ANN ARBOR—The ailing Michigan economy will soon be on the mend and will make a solid recovery over the next two years, say University of Michigan economists.

“After three straight years of job losses, we expect a sustained employment rebound during 2004 and 2005 at a pace comparable to that of the second half of the 1990s,” said U-M economist Joan Crary. “The state’s private non-manufacturing sector has already begun to strengthen, posting job gains in each of the past two quarters, and manufacturing employment is projected to turn around early next year.”

In their annual forecast of the Michigan economy, Crary and colleagues George Fulton and Saul Hymans predict the state will gain 77,600 jobs during 2004 and 92,000 jobs during 2005—after losing nearly 87,000 jobs since the end of 2001.

Though the ongoing state budget crisis will constrain public-sector hiring in the short run, job prospects in the private sector should improve steadily and be widespread.

Manufacturing employment in the state, which is expected to lose nearly 32,000 jobs this year, is expected to regain 11,600 jobs during each of the next two years, the forecasters say.

“A number of factors nationally, including increasing demand for heavy equipment, domestic light vehicles and exports, suggest a return to job growth in manufacturing,” Crary said. “During 2004, that improvement will be tempered in Michigan by the phase-out of several auto-related facilities, but manufacturing employment is forecast to rise nonetheless.”

Private non-manufacturing employment is expected to grow by 72,000 jobs during 2004 and another 76,000 jobs during 2005, after losing about 3,000 jobs this year, the forecast shows. The service industry, accounting for 38 percent of the jobs in Michigan, will contribute most of the job gains—nearly 90,000 over the next two years.

The public sector, faced with severely constrained resources and another round of budget cuts by year’s end, will lose nearly 15,000 jobs this year.

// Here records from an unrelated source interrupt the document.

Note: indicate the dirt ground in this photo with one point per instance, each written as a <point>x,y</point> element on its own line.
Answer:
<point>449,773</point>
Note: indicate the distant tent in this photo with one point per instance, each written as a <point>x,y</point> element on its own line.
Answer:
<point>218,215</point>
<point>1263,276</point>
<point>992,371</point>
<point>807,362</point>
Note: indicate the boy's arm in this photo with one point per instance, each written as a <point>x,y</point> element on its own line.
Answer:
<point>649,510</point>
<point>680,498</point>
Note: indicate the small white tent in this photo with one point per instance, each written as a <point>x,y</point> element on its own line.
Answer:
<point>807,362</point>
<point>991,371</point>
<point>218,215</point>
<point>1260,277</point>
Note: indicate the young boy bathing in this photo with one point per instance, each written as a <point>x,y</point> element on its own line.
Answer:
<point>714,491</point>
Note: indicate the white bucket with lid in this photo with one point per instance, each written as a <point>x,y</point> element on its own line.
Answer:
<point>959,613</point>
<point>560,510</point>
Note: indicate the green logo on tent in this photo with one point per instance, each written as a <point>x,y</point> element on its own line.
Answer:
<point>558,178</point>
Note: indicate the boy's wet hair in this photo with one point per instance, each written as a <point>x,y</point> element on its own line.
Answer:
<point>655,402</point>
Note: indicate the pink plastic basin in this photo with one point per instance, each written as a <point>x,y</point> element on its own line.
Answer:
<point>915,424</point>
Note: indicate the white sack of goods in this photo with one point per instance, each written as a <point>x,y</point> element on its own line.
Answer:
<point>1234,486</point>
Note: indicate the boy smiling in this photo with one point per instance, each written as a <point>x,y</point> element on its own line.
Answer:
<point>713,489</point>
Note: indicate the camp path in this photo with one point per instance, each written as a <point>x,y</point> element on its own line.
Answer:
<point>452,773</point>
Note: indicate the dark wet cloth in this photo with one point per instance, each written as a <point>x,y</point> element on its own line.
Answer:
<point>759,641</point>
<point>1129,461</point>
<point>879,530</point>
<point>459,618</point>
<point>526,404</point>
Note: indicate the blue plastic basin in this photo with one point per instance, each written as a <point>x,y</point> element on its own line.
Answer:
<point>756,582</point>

Another 6,000 government jobs will be jettisoned during 2004 before this sector gains back 4,000 jobs the year after, the economists say.

Overall, the U-M forecast predicts that unemployment in Michigan will move downward from 7.4 percent at the end of this year to 6.5 percent at the close of next year and then fall further to 5.7 percent 12 months later—which is still a full percentage point above the national average projected for the end of 2005.

In addition to predicting a turnaround in the state’s job growth over the next two years, the forecast indicates that local consumer price inflation will remain moderate at 1.7 percent next year and 2.3 percent in 2005.

Personal income growth is expected to jump from 2.6 percent in 2003 to 4.9 percent in 2004 and to 6.5 percent in 2005, while growth in real disposable income, or purchasing power, will rise from 1.7 percent this year to 4.4 percent next year and then slow to a still-healthy 3.2 percent the following year.

“Recently, Michigan’s economy has been characterized as struggling to shift out of reverse,” Fulton said. “Our view is that private non-manufacturing has already shifted into forward gear and so will manufacturing by early next year.

“The question is, will our economic engine continue to stall out periodically or will we finally be able to reach cruising speed? Our forecast is that we are indeed poised to shift into a regime of sustained job growth over the next two years.”